Malam itu, suara petir menggelegar, bersahutan. Hujan deras turun disertai angin kencang. Suasana RSUD Jombang yang sejak sore terlihat tenang dan nyaman, tiba-tiba sepi dan mencekam. Listrik mendadak padam. Membuat hati dan pikiran tak menentu. Hingga tak lama kemudian, jenset penggantipun dinyalakan.
Malam itu, di ruang VIP, tempat Hadratussyekh Yusuf dirawat, sudah ada Bu Nyai Ruqayyah, Gus Didik, Gus Ghofar, Gus Ishom, dan sanak keluarga yang sempat berkumpul. Kami semua tidak henti-hentinya melafalkan kalimat-kalimat thayyibah. Bu Nyai Ruqayyah, yang kurang lebih sudah 8 tahun dengan setia dan sabar mendampingi Hadratussyekh Yusuf dalam keadaan sakit, menampakkan wajah pasrah. Ketabahan dan kebesaran jiwanya terpancar jelas dari kedua bola mata Beliau.

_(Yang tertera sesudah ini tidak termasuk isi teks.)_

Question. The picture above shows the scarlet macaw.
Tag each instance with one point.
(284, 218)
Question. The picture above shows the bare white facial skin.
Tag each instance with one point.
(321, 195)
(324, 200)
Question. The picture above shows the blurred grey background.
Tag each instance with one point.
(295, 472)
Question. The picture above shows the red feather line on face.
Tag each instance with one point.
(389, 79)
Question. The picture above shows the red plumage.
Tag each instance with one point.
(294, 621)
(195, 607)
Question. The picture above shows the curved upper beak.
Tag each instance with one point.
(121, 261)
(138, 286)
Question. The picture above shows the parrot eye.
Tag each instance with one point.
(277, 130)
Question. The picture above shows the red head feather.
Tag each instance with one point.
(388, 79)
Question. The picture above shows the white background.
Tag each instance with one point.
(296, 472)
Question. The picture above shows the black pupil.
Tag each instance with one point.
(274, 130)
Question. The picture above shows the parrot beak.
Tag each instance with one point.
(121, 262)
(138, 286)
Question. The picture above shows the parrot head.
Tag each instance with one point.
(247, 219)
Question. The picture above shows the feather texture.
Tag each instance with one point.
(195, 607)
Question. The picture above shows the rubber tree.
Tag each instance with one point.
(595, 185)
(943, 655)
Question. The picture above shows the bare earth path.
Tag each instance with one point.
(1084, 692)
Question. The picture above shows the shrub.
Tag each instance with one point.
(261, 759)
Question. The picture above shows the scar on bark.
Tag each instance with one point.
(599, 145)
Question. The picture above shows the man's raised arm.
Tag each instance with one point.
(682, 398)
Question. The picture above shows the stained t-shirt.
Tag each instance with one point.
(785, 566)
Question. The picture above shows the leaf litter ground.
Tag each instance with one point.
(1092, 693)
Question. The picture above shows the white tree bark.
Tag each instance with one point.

Malam itu, sebenarnya ada keinginanku untuk menginap di RSUD Jombang. Tapi, rasa lelah yang sejak sore menghinggap, terus menyelinap dan merasuk, menguasai tubuhku. Sekitar jam 22.00 malam bersama Gus Didik, Cak Mabrur, dan Cak Kafi, aku kembali ke MQ Tebuireng.
Setelah sholat Isya dan Tarawih bersama Cak Mabrur, ternyata mataku tak kunjung terpejam. Aku tak tahu, kenapa rasa kantuk sejak di RSUD yang mulai menguasai diri, setiba di Pondok lenyap terbang entah ke mana. Jadilah malam itu, dengan teman-teman MTT (Majlis Tarbiyah wat Ta’lim/organisasi pengurus pesantren), kami ngobrol ke sana kemari, dengan tema yang beragam hingga larut malam.
Saat obrolan memuncak dan semakin memanas tentang sepak terjang Gus Dur (K.H. Abdurrahman Wahid), kira-kira pukul 00.30, dengan agak tergopoh, Mbah Abul Khair datang. Suaranya bergetar dan menyatakan, “Bapak boten wonten, Pak Kyai seda.”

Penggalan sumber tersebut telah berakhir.